The same recent study indicated that white women who were overweight made less money than other women in comparable jobs - but that the weight issue was not a factor for black women.  Odd that one.

How we perceive people is not so easily identified by one or two indicators.  Is a good character enough to create the chemistry I require for a D/s relationship?  Not a chance.  I require a lot more than that.  Is income a factor?  Yes, absolutely!  If a Dom can't pay his bills and support himself, I have issues with him looking to control the life of another person.  It doesn't stop there!  I'm going to consider where he lives, his education, his intellect, his "EQ" (for lack of a better term) and various other things...

Much like the folks who make decisions about hiring staff - we all make judgements every day based on all kinds of input and stimuli.  Some things will be easily identified as attractive or unattractive - other things will be completely unidentifiable.  I recently went on a date with someone, we had a fabulous evening.  In our talks later he said to me:  "you are attractive, professional, I like you, I am interested in your life, nobody has ever kissed me like you do - ever, and yet, something is telling me that you're not the "final" relationship I'm looking for". 
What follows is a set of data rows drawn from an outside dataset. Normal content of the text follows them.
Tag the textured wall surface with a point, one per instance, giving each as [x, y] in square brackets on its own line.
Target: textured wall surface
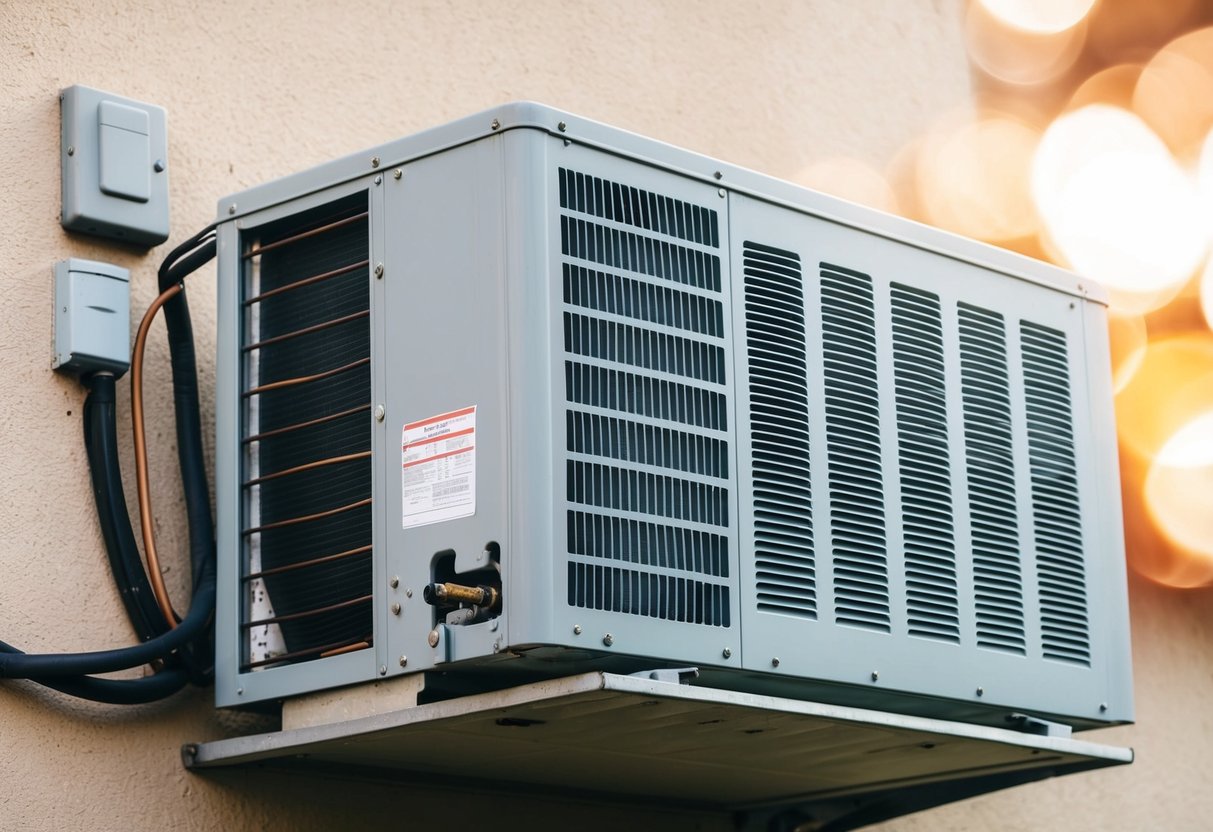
[256, 90]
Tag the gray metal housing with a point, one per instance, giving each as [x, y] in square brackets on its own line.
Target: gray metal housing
[721, 421]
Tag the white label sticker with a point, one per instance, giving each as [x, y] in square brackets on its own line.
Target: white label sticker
[438, 467]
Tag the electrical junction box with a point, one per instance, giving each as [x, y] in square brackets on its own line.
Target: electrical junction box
[92, 317]
[527, 395]
[114, 153]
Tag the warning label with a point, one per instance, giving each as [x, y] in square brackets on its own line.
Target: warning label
[438, 468]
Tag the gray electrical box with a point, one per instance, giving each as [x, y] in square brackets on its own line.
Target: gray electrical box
[114, 153]
[92, 317]
[527, 395]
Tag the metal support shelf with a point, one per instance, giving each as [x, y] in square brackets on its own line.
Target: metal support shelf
[775, 763]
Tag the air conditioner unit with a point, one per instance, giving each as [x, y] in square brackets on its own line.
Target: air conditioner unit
[527, 395]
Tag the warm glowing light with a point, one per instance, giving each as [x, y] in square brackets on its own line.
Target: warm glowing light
[1174, 93]
[850, 178]
[1114, 86]
[1117, 208]
[1015, 55]
[973, 178]
[1179, 499]
[1040, 16]
[1127, 337]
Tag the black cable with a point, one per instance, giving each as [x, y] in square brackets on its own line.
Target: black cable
[101, 445]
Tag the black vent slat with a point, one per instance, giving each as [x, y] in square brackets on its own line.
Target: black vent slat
[785, 569]
[985, 392]
[932, 600]
[853, 450]
[1059, 554]
[638, 442]
[318, 326]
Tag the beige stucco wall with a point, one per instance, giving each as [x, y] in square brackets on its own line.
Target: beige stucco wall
[256, 90]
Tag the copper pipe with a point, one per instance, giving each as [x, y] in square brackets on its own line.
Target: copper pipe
[306, 564]
[308, 466]
[141, 457]
[308, 423]
[308, 281]
[306, 518]
[303, 235]
[309, 651]
[305, 380]
[308, 614]
[308, 330]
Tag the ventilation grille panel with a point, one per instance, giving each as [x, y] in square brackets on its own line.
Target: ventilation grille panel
[647, 405]
[853, 449]
[307, 439]
[779, 432]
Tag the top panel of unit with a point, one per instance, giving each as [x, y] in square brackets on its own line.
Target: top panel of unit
[529, 115]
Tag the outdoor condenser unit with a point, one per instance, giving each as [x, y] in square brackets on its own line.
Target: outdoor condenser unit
[525, 395]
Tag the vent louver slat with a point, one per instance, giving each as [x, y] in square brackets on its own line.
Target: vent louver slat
[307, 469]
[985, 391]
[932, 603]
[785, 570]
[1059, 552]
[853, 449]
[645, 385]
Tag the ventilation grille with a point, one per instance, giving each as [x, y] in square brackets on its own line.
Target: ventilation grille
[985, 389]
[307, 439]
[853, 449]
[929, 546]
[1059, 565]
[779, 432]
[647, 417]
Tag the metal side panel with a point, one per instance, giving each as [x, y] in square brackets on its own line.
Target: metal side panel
[645, 512]
[920, 511]
[630, 736]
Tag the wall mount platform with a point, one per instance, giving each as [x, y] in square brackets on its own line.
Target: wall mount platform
[632, 738]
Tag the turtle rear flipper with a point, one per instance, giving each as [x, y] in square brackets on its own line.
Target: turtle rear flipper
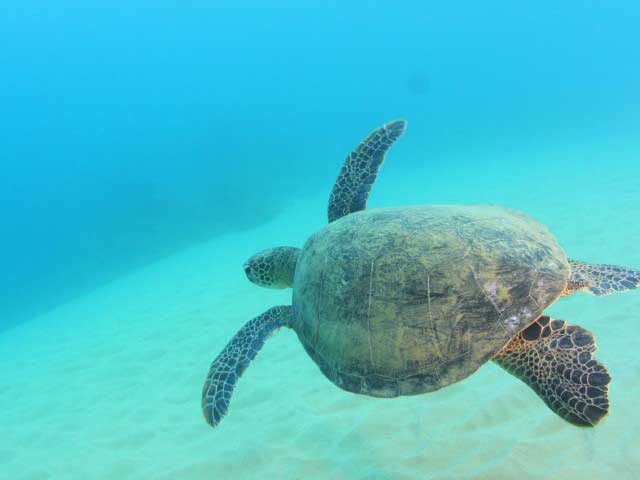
[601, 280]
[360, 169]
[227, 368]
[555, 359]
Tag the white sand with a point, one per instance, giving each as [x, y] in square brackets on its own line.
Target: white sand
[108, 387]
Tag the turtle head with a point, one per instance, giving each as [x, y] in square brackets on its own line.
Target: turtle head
[273, 268]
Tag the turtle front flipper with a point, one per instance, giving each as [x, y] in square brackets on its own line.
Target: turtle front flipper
[360, 169]
[227, 368]
[601, 280]
[555, 360]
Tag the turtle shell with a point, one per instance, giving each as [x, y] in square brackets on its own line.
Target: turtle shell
[401, 301]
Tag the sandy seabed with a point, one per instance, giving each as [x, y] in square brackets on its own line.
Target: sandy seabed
[108, 386]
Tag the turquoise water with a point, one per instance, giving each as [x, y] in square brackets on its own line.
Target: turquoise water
[148, 150]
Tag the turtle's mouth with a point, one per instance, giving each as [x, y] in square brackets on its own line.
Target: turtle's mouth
[249, 272]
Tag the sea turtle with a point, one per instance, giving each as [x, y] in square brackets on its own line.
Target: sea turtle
[402, 301]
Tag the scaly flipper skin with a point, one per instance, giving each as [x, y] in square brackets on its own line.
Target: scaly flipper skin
[555, 359]
[360, 169]
[601, 280]
[235, 358]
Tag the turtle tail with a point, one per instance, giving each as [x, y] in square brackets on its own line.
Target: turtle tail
[227, 368]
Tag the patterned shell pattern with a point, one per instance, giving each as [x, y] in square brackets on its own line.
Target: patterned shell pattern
[401, 301]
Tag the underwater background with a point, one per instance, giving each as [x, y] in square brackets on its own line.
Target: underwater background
[147, 149]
His "gut" wasn't into me.  I met all his criteria in every way... but something chemical wasn't working.  Who knows what it was.  I've had similar experiences.  Someone seemingly perfect in every way just doesn't "click" with me in the way I need them to. 

That said... a person could have all the wealth in the world, combined with great looks and various other superficial things - if he doesn't share my basic core values, he isn't even getting to the first meeting.  Part of my "checklist" includes a pretty extensive discussion of issues surrounding abortion, capital punishment, gay marriage and various other issues which I feel are representative of a persons value systems. 

I don't think that people of good character have relaxed their desire to maintain their good character and to find partners of similar character.  I think that selfish, superficial people exist and have always existed... we just find more of them because we have more access to more people.

quote:

ORIGINAL: puella

I have been pondering something for a while now... wondering if different things corrupt the sexes differently. 

Do you think that there are different things which imbue one sex with power, or power of demanding, which are different in the other sex?

For instance, beauty;

Physical beauty (as defined by the society one was reared and to which one subscribes) in a woman is one of the greatest assets she has to work with, for good or bad.  Many will refute this but... honestly, it is the one given in womanhood that is rewarded almost unilaterally.  For men, it is money, or power... interestingly enough, women will often use their strength (beauty) to try to obtain the 'greatest asset' of the opposite sex (power/money).

It is a strange and paradoxical concept, and makes me wonder what all the bluster and lip-service to a person's character is about?  I would bet that more times than not, character is the secondary (if that) factor in how we configure desirability and, to a negotiable degree, worth.

I also wonder if those very points of desirability in each sex are not the greatest enablers of relaxation of character in the individual, if not that which renders it completely unnecessary and obsolete.

I look forward to others thoughts on this thought.